The apparatus was attached to the wall of a small room in the lab. It resembled a huge pinball machine—which in a sense, Sam said, it was.

“There are nine thousand of these polystyrene balls,” he said, pointing to a compartment at the top, “which are dropped one by one in the center of this first row of pegs. Watch…”

He turned the machine on. Balls starting dropping and bouncing down through about twenty rows of plastic pins, ending up in a row of collection bins at the bottom.

“The pins are set in a quincunx arrangement—like theater seats, where you're always looking between two heads in front of you instead of sitting directly behind somebody. You can see that, as the balls drop, each hits one pin in every row, bounces one way or the other, and hits another pin in the next. The further they drop, the more they tend to cascade out to one side or the other. But most of them, as you would expect, tend to stay more or less in the middle, with only a few bouncing all the way out to one side or the other. So you wind up with the balls distributed through these collection bins at the bottom in the form of a Gaussian curve…”

“Er…?”

“Bell curved—tapering equally on both sides towards a central summit. That's the normal pattern of random distribution. The point of the experiment is to try to influence the balls to fall more towards the right or more towards the left, so that you wind up with the summit of the pile off center, more towards one side or the other.”

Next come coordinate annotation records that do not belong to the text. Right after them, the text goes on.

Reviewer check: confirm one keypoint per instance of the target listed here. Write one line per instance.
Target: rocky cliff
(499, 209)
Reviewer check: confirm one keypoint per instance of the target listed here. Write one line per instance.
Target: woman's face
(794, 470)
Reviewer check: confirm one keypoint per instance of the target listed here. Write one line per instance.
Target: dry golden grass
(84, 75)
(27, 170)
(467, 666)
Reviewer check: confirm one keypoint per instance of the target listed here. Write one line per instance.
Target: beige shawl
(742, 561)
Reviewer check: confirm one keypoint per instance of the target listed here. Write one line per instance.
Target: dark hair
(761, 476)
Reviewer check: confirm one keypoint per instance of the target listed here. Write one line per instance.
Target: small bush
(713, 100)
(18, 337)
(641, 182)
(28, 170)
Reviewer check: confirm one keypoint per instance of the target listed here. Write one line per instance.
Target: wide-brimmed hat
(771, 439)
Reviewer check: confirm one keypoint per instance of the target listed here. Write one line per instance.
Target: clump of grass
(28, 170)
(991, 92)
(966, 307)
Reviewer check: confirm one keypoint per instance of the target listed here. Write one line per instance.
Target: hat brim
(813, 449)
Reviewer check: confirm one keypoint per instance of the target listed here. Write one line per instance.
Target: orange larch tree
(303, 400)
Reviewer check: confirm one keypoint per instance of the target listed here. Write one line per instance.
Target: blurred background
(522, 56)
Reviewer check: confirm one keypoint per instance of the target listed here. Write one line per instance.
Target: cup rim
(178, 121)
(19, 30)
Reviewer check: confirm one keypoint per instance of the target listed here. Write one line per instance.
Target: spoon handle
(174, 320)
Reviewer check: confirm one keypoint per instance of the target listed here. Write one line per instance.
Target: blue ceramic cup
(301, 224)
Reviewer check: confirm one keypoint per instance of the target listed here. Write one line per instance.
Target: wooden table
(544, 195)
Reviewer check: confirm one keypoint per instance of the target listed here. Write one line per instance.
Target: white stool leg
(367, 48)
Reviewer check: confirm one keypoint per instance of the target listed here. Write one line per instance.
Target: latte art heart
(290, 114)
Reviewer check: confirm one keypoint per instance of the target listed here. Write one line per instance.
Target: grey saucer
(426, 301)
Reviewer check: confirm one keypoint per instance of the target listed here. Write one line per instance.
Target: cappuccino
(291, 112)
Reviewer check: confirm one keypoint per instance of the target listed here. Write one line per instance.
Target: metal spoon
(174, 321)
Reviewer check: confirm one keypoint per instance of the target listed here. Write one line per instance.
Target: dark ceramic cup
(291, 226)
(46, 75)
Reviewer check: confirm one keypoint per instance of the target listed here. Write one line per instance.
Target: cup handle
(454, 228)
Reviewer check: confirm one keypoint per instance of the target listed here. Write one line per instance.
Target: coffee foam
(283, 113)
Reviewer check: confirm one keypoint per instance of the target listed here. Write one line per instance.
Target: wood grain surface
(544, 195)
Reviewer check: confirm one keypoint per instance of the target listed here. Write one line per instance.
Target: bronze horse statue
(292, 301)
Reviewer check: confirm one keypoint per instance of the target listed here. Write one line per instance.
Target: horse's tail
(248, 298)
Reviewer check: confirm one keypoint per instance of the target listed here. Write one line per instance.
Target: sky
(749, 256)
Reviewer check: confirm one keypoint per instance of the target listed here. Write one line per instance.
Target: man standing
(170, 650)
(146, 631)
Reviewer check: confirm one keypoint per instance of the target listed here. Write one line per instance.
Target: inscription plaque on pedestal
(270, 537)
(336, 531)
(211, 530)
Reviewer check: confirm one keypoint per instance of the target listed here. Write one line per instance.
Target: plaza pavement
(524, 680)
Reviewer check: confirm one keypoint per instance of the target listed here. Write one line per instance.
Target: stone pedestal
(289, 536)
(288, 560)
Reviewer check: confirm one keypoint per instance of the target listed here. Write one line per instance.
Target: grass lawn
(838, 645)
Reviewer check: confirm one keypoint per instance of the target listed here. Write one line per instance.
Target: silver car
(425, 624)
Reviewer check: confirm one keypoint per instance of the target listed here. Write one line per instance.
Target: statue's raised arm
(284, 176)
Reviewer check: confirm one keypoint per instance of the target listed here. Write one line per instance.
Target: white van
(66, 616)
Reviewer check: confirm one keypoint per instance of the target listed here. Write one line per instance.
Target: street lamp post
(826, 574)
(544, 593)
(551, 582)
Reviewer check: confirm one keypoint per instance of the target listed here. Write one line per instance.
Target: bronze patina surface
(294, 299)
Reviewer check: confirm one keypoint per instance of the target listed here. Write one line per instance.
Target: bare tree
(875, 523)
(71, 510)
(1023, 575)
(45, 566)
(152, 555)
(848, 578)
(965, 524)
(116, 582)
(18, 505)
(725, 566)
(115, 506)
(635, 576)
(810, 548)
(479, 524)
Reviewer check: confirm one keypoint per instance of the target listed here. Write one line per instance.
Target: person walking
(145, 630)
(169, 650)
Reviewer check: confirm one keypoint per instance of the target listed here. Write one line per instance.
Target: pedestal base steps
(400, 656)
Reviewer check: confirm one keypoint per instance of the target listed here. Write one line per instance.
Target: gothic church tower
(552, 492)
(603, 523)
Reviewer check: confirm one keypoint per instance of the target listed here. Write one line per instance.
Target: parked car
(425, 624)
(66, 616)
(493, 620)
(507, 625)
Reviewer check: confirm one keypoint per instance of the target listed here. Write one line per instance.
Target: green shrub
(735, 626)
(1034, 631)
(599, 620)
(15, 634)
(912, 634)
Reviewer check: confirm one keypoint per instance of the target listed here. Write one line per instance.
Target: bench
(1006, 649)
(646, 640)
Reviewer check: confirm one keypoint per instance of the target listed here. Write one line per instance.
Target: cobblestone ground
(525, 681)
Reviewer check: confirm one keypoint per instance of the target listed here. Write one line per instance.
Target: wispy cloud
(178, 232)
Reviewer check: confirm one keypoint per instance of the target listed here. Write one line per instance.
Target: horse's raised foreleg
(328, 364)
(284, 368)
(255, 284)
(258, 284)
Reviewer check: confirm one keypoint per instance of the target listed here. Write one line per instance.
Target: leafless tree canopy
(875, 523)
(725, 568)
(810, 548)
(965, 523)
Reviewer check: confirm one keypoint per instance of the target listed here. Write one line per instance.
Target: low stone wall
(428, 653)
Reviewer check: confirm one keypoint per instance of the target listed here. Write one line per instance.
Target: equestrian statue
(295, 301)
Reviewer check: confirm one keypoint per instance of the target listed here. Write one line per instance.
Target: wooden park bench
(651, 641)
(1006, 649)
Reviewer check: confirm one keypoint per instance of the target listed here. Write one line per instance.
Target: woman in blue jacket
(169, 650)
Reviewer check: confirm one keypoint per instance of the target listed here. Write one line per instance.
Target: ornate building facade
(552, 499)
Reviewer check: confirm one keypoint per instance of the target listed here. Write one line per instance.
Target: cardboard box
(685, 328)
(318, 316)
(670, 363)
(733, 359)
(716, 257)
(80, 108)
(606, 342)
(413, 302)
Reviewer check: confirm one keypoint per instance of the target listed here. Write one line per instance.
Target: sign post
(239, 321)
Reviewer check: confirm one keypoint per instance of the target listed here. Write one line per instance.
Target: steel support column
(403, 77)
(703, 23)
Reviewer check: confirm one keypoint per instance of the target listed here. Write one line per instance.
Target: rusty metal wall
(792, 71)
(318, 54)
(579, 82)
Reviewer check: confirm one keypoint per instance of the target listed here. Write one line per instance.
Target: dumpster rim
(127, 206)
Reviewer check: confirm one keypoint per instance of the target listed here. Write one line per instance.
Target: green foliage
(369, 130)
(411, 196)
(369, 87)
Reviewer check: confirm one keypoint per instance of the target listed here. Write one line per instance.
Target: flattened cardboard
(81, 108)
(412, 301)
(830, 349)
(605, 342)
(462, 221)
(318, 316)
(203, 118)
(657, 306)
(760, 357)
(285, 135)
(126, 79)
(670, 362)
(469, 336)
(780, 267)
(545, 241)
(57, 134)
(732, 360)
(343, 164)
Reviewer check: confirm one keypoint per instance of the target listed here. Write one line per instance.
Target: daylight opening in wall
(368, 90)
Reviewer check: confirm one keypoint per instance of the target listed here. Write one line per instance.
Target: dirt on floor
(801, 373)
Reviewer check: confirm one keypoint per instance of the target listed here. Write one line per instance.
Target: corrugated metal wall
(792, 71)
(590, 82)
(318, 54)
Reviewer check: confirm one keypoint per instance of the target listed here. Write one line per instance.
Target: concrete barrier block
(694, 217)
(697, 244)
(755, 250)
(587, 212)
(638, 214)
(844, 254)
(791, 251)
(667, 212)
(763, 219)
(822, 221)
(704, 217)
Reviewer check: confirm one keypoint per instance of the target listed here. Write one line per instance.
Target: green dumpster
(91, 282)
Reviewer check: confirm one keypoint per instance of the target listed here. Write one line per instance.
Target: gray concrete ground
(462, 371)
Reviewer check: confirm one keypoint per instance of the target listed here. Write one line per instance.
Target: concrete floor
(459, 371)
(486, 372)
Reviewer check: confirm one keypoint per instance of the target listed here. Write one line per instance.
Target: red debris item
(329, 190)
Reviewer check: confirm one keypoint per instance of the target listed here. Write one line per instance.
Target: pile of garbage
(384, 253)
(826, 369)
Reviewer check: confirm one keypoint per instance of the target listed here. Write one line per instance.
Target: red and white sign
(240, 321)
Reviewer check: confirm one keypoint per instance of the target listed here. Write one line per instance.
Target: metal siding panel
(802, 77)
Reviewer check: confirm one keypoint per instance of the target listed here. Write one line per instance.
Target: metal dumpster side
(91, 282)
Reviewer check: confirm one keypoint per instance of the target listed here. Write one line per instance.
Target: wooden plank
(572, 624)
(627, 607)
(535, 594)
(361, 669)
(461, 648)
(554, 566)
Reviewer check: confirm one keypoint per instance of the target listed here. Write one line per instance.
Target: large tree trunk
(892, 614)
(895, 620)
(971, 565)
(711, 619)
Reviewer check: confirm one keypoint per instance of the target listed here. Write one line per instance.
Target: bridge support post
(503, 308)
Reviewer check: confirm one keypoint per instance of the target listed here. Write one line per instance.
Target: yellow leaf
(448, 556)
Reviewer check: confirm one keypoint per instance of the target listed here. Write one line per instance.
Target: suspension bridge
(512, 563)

“And you do this just by thinking?”

“Sure. You sit here,” he indicated a sofa about eight feet from the display, “watching the balls drop through the system, and willing them to go in one direction or the other.”

“And it works?”

He smiled at the incredulity in her voice.

“Over several runs, the deviations from pure chance are millions to one against. So to that extent, we have to say it works.”

“But how?”

“We don't know—yet. Come on, I'll show you some more.”

They continued their tour of the lab, which was housed in a collection of semibasement rooms abandoned by the engineering faculty when they moved to better premises. Joanna was shown a kind of clockface with lights in place of numbers. The lights flashed on and off in a random pattern, and the point of the experiment was to try to “will” them into moving consistently clockwise or counterclockwise.